Konflik Lahan Sawit di Sumatera Barat, Begini Masukan Upaya Penyelesaian

 

 

 

 

Konflik agraria antara masyarakat dan perusahaan perkebunan sawit terus terjadi dan berlarut-larut di berbagai daerah termasuk di Sumatera Barat. Walhi Sumatera Barat dan beberapa lembaga melakukan kajian dengan mengambil 25 sampel konflik di kebun sawit dengan beragam dinamika kasus.

Dalam 25 kasus itu,  terlihat banyak tipe konflik antara masyarakat dan perusahaan di kebun sawit ini, seperti penyerobotan lahan, permasalahan skema plasma, perkebunan melanggar peraturan, kompensasi tidak memadai, kondisi ketenagakerjaan dan lain-lain.
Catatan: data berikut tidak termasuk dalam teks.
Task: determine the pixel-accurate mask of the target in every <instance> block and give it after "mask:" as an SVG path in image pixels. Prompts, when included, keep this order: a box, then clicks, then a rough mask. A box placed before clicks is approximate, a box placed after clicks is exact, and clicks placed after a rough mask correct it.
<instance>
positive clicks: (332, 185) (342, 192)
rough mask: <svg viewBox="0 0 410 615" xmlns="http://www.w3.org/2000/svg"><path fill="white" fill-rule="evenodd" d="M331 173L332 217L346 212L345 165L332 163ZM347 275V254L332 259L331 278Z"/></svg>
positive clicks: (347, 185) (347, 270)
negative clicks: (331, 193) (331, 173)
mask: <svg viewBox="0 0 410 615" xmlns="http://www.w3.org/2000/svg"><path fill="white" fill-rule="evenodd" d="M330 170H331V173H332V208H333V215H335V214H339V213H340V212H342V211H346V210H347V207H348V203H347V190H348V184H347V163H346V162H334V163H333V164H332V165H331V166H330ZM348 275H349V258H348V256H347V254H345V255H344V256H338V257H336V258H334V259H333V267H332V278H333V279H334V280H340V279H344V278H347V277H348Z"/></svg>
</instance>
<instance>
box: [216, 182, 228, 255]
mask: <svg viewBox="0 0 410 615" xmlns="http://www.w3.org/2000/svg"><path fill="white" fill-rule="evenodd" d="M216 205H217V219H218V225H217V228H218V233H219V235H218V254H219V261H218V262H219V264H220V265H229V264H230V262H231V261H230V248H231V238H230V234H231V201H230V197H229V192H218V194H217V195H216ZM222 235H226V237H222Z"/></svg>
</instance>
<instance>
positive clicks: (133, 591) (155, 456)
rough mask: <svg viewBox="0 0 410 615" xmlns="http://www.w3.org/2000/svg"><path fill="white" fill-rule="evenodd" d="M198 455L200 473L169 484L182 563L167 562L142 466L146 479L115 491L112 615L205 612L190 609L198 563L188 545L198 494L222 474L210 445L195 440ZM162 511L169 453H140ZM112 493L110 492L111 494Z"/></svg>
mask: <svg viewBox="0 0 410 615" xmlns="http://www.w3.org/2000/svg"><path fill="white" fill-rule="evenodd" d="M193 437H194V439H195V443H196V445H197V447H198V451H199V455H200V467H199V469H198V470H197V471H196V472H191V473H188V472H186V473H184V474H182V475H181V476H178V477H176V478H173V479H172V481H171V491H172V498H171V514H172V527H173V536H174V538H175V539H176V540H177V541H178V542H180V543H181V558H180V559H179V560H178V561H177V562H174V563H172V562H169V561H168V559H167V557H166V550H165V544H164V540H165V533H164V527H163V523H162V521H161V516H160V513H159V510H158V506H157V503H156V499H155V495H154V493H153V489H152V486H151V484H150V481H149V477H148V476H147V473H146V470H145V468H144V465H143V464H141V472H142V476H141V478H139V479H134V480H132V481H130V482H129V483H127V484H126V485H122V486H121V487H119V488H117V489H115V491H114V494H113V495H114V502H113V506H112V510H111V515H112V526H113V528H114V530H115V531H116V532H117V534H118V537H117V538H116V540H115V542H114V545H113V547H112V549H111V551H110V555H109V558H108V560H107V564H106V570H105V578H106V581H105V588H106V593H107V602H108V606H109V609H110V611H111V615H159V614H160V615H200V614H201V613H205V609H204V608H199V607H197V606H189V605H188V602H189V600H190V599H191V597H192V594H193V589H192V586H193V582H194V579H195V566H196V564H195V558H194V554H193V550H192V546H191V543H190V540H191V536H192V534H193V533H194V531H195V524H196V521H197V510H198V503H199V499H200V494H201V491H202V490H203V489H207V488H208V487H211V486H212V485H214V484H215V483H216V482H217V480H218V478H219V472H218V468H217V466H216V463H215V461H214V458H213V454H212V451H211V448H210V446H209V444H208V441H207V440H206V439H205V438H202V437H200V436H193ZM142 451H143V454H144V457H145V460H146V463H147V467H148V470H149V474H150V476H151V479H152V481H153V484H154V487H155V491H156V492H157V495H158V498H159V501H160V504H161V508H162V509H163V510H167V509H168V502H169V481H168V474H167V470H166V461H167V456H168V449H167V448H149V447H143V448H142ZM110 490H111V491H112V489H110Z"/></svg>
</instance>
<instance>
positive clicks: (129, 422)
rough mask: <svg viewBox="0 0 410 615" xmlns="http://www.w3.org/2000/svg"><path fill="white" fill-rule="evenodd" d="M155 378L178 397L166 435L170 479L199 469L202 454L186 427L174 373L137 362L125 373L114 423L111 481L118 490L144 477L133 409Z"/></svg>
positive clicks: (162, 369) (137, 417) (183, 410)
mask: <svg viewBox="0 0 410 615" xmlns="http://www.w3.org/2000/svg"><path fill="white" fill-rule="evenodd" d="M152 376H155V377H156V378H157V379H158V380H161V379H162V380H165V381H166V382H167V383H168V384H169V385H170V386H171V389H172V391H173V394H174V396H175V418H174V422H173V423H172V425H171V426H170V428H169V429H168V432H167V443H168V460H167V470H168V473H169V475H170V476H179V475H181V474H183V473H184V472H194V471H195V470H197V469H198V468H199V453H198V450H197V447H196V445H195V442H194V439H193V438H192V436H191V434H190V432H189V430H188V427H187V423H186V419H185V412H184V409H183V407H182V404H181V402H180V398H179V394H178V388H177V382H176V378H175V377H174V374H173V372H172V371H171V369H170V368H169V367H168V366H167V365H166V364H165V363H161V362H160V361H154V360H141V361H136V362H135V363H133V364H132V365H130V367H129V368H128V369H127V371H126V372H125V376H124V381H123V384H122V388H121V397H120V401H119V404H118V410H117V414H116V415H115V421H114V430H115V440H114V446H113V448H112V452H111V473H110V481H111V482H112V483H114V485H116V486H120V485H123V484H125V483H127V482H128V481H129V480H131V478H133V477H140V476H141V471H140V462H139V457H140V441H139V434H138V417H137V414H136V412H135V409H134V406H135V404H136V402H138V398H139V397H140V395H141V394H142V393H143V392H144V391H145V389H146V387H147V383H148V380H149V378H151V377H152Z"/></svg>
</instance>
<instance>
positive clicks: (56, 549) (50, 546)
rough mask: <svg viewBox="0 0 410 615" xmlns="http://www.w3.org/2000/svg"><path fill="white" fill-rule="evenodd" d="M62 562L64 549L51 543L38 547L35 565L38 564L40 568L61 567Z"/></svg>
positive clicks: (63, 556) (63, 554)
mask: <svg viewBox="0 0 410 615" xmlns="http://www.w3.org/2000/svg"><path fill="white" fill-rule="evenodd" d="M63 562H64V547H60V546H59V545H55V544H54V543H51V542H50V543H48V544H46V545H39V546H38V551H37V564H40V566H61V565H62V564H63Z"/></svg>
Kasus kebanyakan terjadi di Pasaman Barat dan Kabupaten Agam.

Beberapa kasus berlarut-larut seperti yang dialami Nagari Simpang Tigo Koto Baru,  Kabupaten Pasaman Barat dengan PT Primatama Mulia Jaya. Kasus dari 1996 masih berlangsung hingga kini.

Riset ini Walhi Sumbar lakukan bersama Universitas Andalas, KITLV Leiden, Universitas Wageningen, Lembaga Gemawan, Perkumpulan Scale Up, Walhi Kalimantan Tengah, Epistema Institute dan HuMa.

Zulkifli,  Legal Consultant Yayasan Ulayat Nagari Indonesia mengatakan,  hak guna usaha dan hak guna bangunan atau hak pakai atas tanah itu ada syarat materiil perolehannya. Hal itu, katanya, tidak ada yang dipenuhi perusahaan-perusahaan yang berkonflik dengan masyarakat di Sumatera Barat.

Dia menyebut,  dalam PP 24/1996 perolehan hak atas tanah itu dapat dengan jual beli atau akta jual beli, pelepasan hak tanah oleh negara untuk kepentingan umum, hibah dan tukar guling.

“Kalau kita tinjau perolehan hak atas tanah oleh perkebunan sawit di Sumatera Barat itu tidak merujuk pada ketentuan-ketentuan tadi,” katanya.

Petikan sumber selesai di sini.